Internamente, resolução administrativa do TRT determina o preenchimento dos seguintes requisitos: ausência de processo administrativo disciplinar em curso; ausência de punição em processo administrativo disciplinar nos 12 (doze) meses imediatamente anteriores à solicitação e, em caso de deferimento da autorização, durante todo o período em que ela vigorar; ausência de fundadas reclamações perante a Presidência, a Corregedoria ou a Ouvidoria acerca do deficit na prestação jurisdicional em decorrência da ausência do magistrado na unidade judiciária em que estiver lotado.

Além de ausência de processos aptos a julgamento cujo prazo para prolação de sentenças tenha sido extrapolado; cumprimento da carga horária mínima de horas-aula estipulada pela Escola Judicial do TRT da 24ª Região, nos 2 (dois) últimos semestres anteriores e, em caso de deferimento da autorização, durante todo o período em que ela vigorar; e comparecimento à unidade jurisdicional em pelo menos 3 (três) dias úteis na semana.

Qualidade – Ainda conforme o Tribunal Regional do Trabalho, as autorizações não afetam a qualidade do serviço prestado aos trabalhadores. “Os juízes trabalham todos os dias, sem exceção, mas são obrigados a comparecer, no mínimo, três vezes por semana à sede da Vara do Trabalho.
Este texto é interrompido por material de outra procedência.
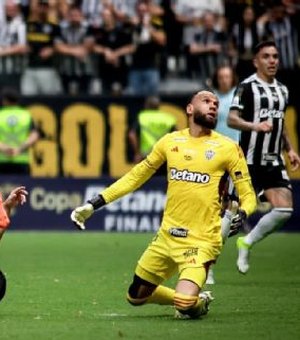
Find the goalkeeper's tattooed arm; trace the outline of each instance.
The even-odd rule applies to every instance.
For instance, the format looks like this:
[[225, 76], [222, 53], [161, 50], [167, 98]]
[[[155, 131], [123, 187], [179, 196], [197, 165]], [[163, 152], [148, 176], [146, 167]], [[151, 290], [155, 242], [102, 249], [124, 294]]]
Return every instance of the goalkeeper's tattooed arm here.
[[95, 210], [100, 209], [106, 204], [102, 195], [98, 195], [87, 201], [86, 204], [74, 209], [71, 213], [71, 220], [75, 226], [80, 229], [85, 229], [85, 222], [89, 219]]

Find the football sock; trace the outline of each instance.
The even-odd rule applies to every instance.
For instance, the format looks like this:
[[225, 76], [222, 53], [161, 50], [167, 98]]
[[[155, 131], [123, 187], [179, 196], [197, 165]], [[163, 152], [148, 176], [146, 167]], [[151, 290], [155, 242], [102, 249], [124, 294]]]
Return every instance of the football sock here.
[[233, 213], [230, 210], [226, 209], [224, 216], [222, 217], [222, 221], [221, 221], [221, 234], [222, 234], [223, 243], [225, 243], [228, 237], [232, 217], [233, 217]]
[[157, 286], [152, 295], [147, 299], [146, 303], [155, 303], [159, 305], [173, 305], [175, 290], [165, 287]]
[[264, 215], [256, 226], [244, 238], [249, 246], [262, 240], [282, 225], [291, 217], [293, 208], [274, 208]]

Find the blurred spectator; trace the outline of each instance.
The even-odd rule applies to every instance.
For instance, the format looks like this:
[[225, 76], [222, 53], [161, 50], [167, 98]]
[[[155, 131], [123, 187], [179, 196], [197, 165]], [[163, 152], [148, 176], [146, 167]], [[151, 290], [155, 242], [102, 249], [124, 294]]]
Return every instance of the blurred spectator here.
[[215, 29], [223, 31], [225, 28], [224, 4], [222, 0], [176, 0], [174, 11], [176, 20], [183, 25], [182, 50], [186, 64], [186, 76], [191, 77], [195, 71], [195, 58], [191, 58], [190, 45], [195, 35], [201, 31], [203, 16], [207, 12], [215, 15]]
[[6, 1], [5, 15], [0, 25], [0, 89], [10, 86], [20, 91], [27, 53], [26, 26], [15, 0]]
[[217, 30], [215, 14], [206, 12], [203, 27], [194, 31], [189, 45], [189, 60], [194, 65], [194, 77], [209, 85], [215, 69], [227, 61], [227, 37]]
[[93, 27], [103, 24], [101, 13], [105, 9], [112, 11], [117, 21], [123, 22], [128, 18], [126, 0], [81, 0], [77, 3], [80, 4], [84, 16]]
[[176, 130], [176, 118], [170, 113], [161, 111], [159, 106], [159, 97], [147, 97], [144, 109], [139, 112], [137, 122], [129, 131], [128, 137], [135, 163], [144, 159], [162, 136]]
[[185, 65], [180, 64], [182, 59], [182, 32], [183, 24], [176, 19], [175, 0], [162, 0], [163, 23], [166, 32], [166, 48], [163, 54], [161, 75], [163, 78], [169, 74], [180, 75]]
[[[270, 20], [266, 23], [268, 38], [275, 41], [280, 55], [280, 67], [277, 78], [289, 89], [289, 104], [296, 110], [296, 130], [300, 136], [300, 11], [296, 10], [293, 14], [286, 11], [284, 4], [277, 0], [270, 8]], [[298, 150], [300, 150], [300, 138], [298, 137]]]
[[93, 30], [95, 37], [94, 53], [104, 94], [122, 92], [127, 86], [128, 65], [126, 56], [132, 54], [132, 31], [128, 26], [117, 25], [113, 12], [105, 8], [102, 13], [103, 24]]
[[13, 89], [2, 91], [0, 129], [0, 173], [29, 174], [29, 149], [38, 141], [39, 132]]
[[134, 25], [135, 50], [129, 72], [129, 91], [135, 95], [153, 95], [159, 90], [160, 62], [166, 35], [163, 21], [150, 12], [148, 1], [137, 2], [137, 22]]
[[64, 93], [89, 93], [93, 74], [90, 56], [93, 40], [91, 29], [84, 20], [81, 9], [72, 6], [54, 39]]
[[[26, 1], [26, 0], [19, 0]], [[30, 2], [30, 14], [36, 12], [39, 6], [40, 0], [27, 0]], [[48, 0], [48, 20], [51, 22], [59, 23], [59, 21], [66, 17], [68, 8], [72, 3], [72, 0]]]
[[219, 98], [218, 122], [215, 130], [235, 142], [239, 142], [240, 131], [227, 125], [227, 117], [236, 84], [237, 75], [231, 66], [219, 66], [216, 69], [212, 81], [214, 92]]
[[48, 15], [48, 1], [38, 0], [38, 6], [27, 23], [29, 55], [28, 67], [21, 80], [23, 95], [61, 93], [60, 79], [53, 63], [53, 40], [58, 26], [48, 20]]
[[240, 80], [244, 80], [255, 72], [253, 50], [263, 34], [263, 23], [257, 20], [253, 7], [246, 6], [240, 20], [233, 25], [230, 33], [230, 53]]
Nos demais dias, são obrigados a trabalhar, igualmente, e expõem, no site do tribunal, os locais onde podem ser encontrados”, diz a nota enviada ao Campo Grande News.

O TRT destaca que foi o único do Brasil a cumprir todas as metas do Conselho Nacional de Justiça e vários dos juízes que residem foram da jurisdição são multipremiados pelas destacadas performances. “A Juíza Fátima, por exemplo, comanda a Vara do Trabalho de Amambai, que, invariavelmente, é apontada entre as 10 melhores das 1.507 do país, além de ter ganhado, por 4 anos consecutivos, o Prêmio Labor Et Honoris de melhor vara do TRT da 24ª Região. Outros magistrados, como Anna Paula, Antonio Arraes, Keethlen e Hélio Duque dos Santos já receberam o mesmo prêmio”.

Ainda de acordo com o tribunal, não há um registro sequer de queixas por parte da OAB (Ordem dos Advogados do Brasil), Ministério Público, sindicatos, empresas ou cidadãos, na Corregedoria, Ouvidoria ou Presidência do tribunal acerca de falta ou queda da qualidade de atendimento por essa razão.

“Sempre que houver alguma justificativa ou prejuízo à jurisdição, o TRT prontamente revogará as autorizações”, diz o comunicado enviado à reportagem.